Idées et comportements suicidaires
Des idées et comportements suicidaires ont été signalés chez des patients sous traitement antiépileptique pour diverses indications. Une méta-analyse d’essais cliniques randomisés contrôlés contre placebo de médicaments antiépileptiques a également montré une légère augmentation du risque d’idées et de comportements suicidaires. Le mécanisme de ce phénomène est inconnu.
Il s’agit dès lors de surveiller les signes d’idées et de comportements suicidaires et d’envisager un traitement approprié. Il faut aviser les patients (et le personnel de soins) qu’il y a lieu de rechercher immédiatement un conseil médical lors de la survenue d’idées ou de comportements suicidaires.

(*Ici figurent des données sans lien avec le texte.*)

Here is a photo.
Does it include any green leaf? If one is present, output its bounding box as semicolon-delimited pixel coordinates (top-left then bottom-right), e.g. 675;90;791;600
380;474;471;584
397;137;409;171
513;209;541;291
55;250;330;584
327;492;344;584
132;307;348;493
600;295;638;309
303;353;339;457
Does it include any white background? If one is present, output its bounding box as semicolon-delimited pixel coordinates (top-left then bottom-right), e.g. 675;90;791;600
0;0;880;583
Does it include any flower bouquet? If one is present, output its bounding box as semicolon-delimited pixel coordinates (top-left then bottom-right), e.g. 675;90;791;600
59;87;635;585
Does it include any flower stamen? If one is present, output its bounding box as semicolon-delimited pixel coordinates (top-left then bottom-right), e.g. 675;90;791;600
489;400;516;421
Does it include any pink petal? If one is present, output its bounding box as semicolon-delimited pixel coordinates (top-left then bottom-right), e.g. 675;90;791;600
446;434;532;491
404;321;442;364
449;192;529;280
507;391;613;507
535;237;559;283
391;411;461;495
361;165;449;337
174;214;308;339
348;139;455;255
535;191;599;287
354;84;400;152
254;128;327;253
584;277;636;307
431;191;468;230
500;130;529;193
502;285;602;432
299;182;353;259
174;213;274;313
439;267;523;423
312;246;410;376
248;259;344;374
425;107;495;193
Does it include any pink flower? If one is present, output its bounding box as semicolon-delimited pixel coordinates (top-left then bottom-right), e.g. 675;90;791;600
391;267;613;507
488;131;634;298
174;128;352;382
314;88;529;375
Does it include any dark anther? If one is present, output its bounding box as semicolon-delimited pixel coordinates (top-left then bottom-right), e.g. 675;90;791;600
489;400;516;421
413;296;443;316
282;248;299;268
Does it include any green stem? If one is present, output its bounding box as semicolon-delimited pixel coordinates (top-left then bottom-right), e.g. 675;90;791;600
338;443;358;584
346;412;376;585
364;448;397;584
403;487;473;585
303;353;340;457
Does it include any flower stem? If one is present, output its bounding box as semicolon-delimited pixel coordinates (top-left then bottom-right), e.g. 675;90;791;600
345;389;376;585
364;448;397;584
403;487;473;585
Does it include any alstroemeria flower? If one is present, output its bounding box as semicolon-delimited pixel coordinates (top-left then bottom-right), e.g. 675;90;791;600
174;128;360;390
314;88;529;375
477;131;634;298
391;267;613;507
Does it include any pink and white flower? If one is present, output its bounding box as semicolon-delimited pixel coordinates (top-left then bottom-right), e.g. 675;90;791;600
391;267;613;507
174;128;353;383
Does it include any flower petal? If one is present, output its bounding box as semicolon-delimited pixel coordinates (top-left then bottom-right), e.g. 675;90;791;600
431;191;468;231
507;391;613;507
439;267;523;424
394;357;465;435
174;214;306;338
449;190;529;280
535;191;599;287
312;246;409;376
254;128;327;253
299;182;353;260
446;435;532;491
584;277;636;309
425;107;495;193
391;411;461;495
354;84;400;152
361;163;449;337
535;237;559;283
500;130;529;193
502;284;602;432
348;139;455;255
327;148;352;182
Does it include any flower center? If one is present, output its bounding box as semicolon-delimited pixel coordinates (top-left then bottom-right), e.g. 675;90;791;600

Incidence du traitement de longue durée sur le métabolisme osseux
Des cas de diminution de la densité osseuse évoquant une ostéopénie ou une ostéoporose et pouvant aller jusqu’à des fractures pathologiques ont été rapportés chez des patients qui avaient pris de l’acide valproïque pendant une longue période. Le mécanisme d’action de l’acide valproïque sur le métabolisme osseux n’est toutefois pas connu (voir «Effets indésirables»).
Carbapénèmes
L’utilisation concomitante de carbapénèmes et d’Orfiril n’est pas recommandée (voir «Interactions»).
Patients ayant une maladie mitochondriale connue ou suspectée
Le valproate peut déclencher ou aggraver les signes cliniques de maladies mitochondriales sous-jacentes causées par des mutations de l’ADN mitochondrial ainsi que du gène nucléaire codant pour la polymérase gamma (POLG). Notamment, des cas d’insuffisance hépatique aiguë et de décès liés à une maladie hépatique ont été associés au traitement par le valproate à un niveau plus élevé chez les patients atteints de syndromes neurométaboliques héréditaires causés par des mutations du gène de l’enzyme mitochondriale polymérase gamma (POLG; par exemple le syndrome d’Alpers-Huttenlocher). Des maladies liées au gène POLG doivent être suspectées chez les patients ayant des antécédents familiaux ou présentant des symptômes évoquant une maladie liée au gène POLG y compris, mais sans s’y limiter, une encéphalopathie inexpliquée, une épilepsie réfractaire (focale, myoclonique), un état de mal épileptique, des retards de développement, une régression psychomotrice, une neuropathie axonale sensorimotrice, une myopathie, une ataxie cérébelleuse, une ophtalmoplégie, ou une migraine compliquée avec aura au niveau de la région occipitale. Un test à la recherche des mutations du gène POLG doit être effectué selon la pratique clinique actuelle pour l’évaluation diagnostique de tels troubles (voir la section «Contre-indications»).
Aggravation des convulsions
Comme avec les autres antiépileptiques, certains patients peuvent ressentir, au lieu d’une amélioration, une aggravation réversible de la fréquence et de la sévérité de leurs convulsions (y compris l’état de mal épileptique), ou une apparition de nouvelles formes de convulsions avec le valproate. En cas d’aggravation des convulsions, les patients doivent être informés de consulter immédiatement leur médecin (voir rubrique «Effets indésirables»).
Alcool
La consommation d’alcool est à éviter pendant le traitement par Orfiril.